From results and techniques of Integrating $\int_0^1 \frac{\ln(1+x)\ln^3 x}{1+x}\,dx$ with restricted techniques
i think i can prove that:
$\displaystyle \int_0^1\frac{\ln\left(1-t\right)\ln^3 t}{2-t}dt=-\frac{3}{16}\zeta(5)-\frac{21}{4}\zeta(2)\zeta(3)+\frac{9}{4}\zeta(4)\ln 2-\frac{3}{20}\ln^5 2+18 \text{Li}_5\left(\frac{1}{2}\right)$
I'm wondering if this result is obtainable via beta functions and/or (generalised) harmonic series.

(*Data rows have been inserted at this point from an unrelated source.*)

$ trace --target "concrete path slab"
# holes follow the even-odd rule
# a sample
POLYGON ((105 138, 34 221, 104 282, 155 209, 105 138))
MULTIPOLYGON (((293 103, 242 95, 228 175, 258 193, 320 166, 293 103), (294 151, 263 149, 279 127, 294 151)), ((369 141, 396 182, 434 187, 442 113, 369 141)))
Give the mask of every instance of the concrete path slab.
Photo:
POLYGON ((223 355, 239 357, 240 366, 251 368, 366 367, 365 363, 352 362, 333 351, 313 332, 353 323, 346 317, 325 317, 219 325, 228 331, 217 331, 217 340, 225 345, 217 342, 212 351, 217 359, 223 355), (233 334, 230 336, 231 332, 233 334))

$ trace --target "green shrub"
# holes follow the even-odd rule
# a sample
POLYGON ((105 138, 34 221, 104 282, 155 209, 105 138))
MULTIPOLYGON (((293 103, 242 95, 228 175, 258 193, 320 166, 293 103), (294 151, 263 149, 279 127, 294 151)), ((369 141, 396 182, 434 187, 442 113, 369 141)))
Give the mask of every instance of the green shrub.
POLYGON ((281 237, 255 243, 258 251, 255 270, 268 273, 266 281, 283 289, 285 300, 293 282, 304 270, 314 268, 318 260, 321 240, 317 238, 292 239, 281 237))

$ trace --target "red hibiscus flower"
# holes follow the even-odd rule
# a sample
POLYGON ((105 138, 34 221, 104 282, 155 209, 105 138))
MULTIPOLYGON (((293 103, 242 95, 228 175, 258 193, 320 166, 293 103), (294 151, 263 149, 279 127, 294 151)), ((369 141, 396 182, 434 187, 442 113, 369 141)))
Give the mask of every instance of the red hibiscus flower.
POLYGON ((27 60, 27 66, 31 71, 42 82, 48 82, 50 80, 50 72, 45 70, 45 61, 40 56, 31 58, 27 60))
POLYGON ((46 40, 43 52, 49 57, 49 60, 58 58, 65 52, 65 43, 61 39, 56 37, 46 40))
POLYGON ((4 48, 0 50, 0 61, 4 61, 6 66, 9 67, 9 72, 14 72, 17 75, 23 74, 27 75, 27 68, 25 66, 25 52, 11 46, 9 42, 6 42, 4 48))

$$I=\int_0^1\frac{\ln(1-x)\ln^3x}{2-x}dx=\sum_{n=1}^\infty\frac{1}{2^n}\int_0^1 x^{n-1}\ln(1-x)\ln^3x\ dx$$
$$=\sum_{n=1}^\infty\frac{1}{2^n}\frac{\partial^3}{\partial n^3}\int_0^1 x^{n-1}\ln(1-x)\ dx$$
$$=\sum_{n=1}^\infty\frac{1}{2^n}\frac{\partial^3}{\partial n^3}\left(-\frac{H_n}{n}\right)$$
$$=6\sum_{n=1}^\infty\frac{1}{2^n}\left(\frac{H_n}{n^4}+\frac{H_n^{(2)}}{n^3}+\frac{H_n^{(3)}}{n^2}+\frac{H_n^{(4)}}{n}-\frac{\zeta(2)}{n^3}-\frac{\zeta(3)}{n^2}-\frac{\zeta(4)}{n}\right)$$
$$\small{=6\left(\sum_{n=1}^\infty\frac{H_n}{n^42^n}+\sum_{n=1}^\infty\frac{H_n^{(2)}}{n^32^n}+\sum_{n=1}^\infty\frac{H_n^{(3)}}{n^22^n}+\sum_{n=1}^\infty\frac{H_n^{(4)}}{n2^n}-\zeta(2)\text{Li}_3\left(\frac12\right)-\zeta(3)\text{Li}_2\left(\frac12\right)-\ln(2)\zeta(4)\right)}$$
The last three series dont need to be calculated individually:
By Cauchy product we have
$$-\ln(1-x)\text{Li}_4(x)=2 \sum_{n=1}^\infty\frac{H_n}{n^4}x^n+\sum_{n=1}^\infty \frac{H_n^{(2)}}{n^3}x^n+\sum_{n=1}^\infty \frac{H_n^{(3)}}{n^2}x^n+ \sum_{n=1}^\infty\frac{H_n^{(4)}}{n}x^n-5\text{Li}_5(x)$$
Set $x=1/2$ we have
$$\sum_{n=1}^\infty \frac{H_n^{(2)}}{n^32^n}+\sum_{n=1}^\infty \frac{H_n^{(3)}}{n^22^n}+ \sum_{n=1}^\infty\frac{H_n^{(4)}}{n2^n}=5\text{Li}_5\left(\frac12\right)+\ln(2)\text{Li}_4\left(\frac12\right)-2\sum_{n=1}^\infty\frac{H_n}{n^42^n}$$
Plugging this back in yields
$$\small{I=6\left(-\sum_{n=1}^\infty\frac{H_n}{n^42^n}+5\text{Li}_5\left(\frac12\right)+\ln(2)\text{Li}_4\left(\frac12\right)-\zeta(2)\text{Li}_3\left(\frac12\right)-\zeta(3)\text{Li}_2\left(\frac12\right)-\ln(2)\zeta(4)\right)}$$
In this link we found
\begin{align} \displaystyle\sum_{n=1}^{\infty}\frac{H_n}{ n^42^n}&=2\operatorname{Li_5}\left( \frac12\right)+\ln2\operatorname{Li_4}\left( \frac12\right)-\frac16\ln^32\zeta(2) +\frac12\ln^22\zeta(3)\\ &\quad-\frac18\ln2\zeta(4)- \frac12\zeta(2)\zeta(3)+\frac1{32}\zeta(5)+\frac1{40}\ln^52 \end{align}
Substituting this result along with using $\text{Li}_2(1/2)=\frac12\zeta(2)-\frac12\ln^22$ and $\text{Li}_3(1/2)=\frac78\zeta(3)-\frac12\ln2\zeta(2)+\frac16\ln^32$ the closed form follows.